Short Story Review: “Suppose They Gave a Peace” (1992)

Cover art for the anthology, “The Best Alternate History Stories of the 20th Century

The latest tale I read in The Best Alternate History Stories of the 20th Century edited by Harry Turtledove and Martin H. Greenberg is Susan Swartz‘s 1992 short story Suppose They Gave a Peace.

It’s an anti-war Vietnam era tale as seen through the eyes of a family in Ohio in the early 1970s. Frankly, it reminded me of the old sitcom All in the Family, set in the same era and, at least in the beginning, with the same stereotypes.

Dad’s a World War Two and Korean War vet who is a total conservative. Mom’s a peace loving Quaker. Daughter is a radical college protestor, and son joined the Marines and is serving at the U.S. embassy in Saigon.

The alternate part of this history is that McCarthy won the election rather than Nixon. It didn’t seem to make much difference since the Fall of Saigon was just as ghastly.

That the Marine son goes missing and is presumed dead isn’t shocking.
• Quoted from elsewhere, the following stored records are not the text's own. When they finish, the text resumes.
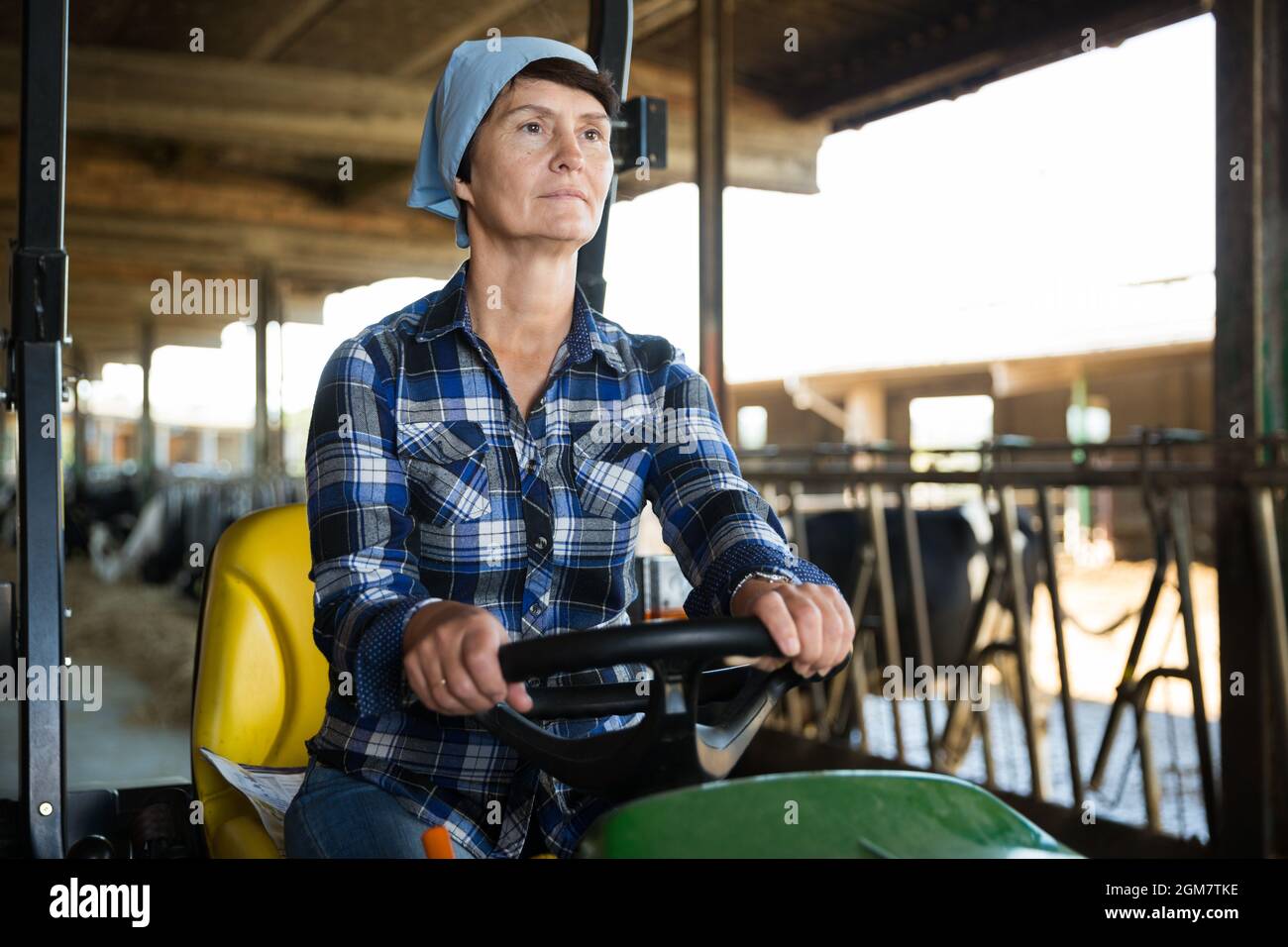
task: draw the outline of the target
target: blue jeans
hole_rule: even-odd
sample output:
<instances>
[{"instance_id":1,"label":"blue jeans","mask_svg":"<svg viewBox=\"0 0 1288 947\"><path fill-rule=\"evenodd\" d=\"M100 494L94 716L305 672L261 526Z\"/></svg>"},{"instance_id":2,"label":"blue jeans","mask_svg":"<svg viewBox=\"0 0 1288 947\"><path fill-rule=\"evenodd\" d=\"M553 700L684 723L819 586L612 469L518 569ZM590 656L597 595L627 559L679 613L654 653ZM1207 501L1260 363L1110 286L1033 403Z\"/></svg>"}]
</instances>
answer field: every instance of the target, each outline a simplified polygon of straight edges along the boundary
<instances>
[{"instance_id":1,"label":"blue jeans","mask_svg":"<svg viewBox=\"0 0 1288 947\"><path fill-rule=\"evenodd\" d=\"M421 822L390 792L316 759L286 809L287 858L424 858ZM452 840L457 858L473 858Z\"/></svg>"}]
</instances>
The daughter confessing to Dad that she was wrong was interesting, as was her decision to become a medical volunteer and travel to ‘Nam to try to find her brother.

What confronted Dad’s prejudices the most was hearing that his son had given his seat on the evac plan to his Vietnamese wife and young son.

The story was well written, and in spite of the aforementioned stereotyping, compelling, but really, you could have written this as straight drama, left out the alternate history angle, and it would have been exactly the same.

So far, it’s the least interesting story in the anthology, if only because it was pretty predictable and there was no perceivable change in the timeline.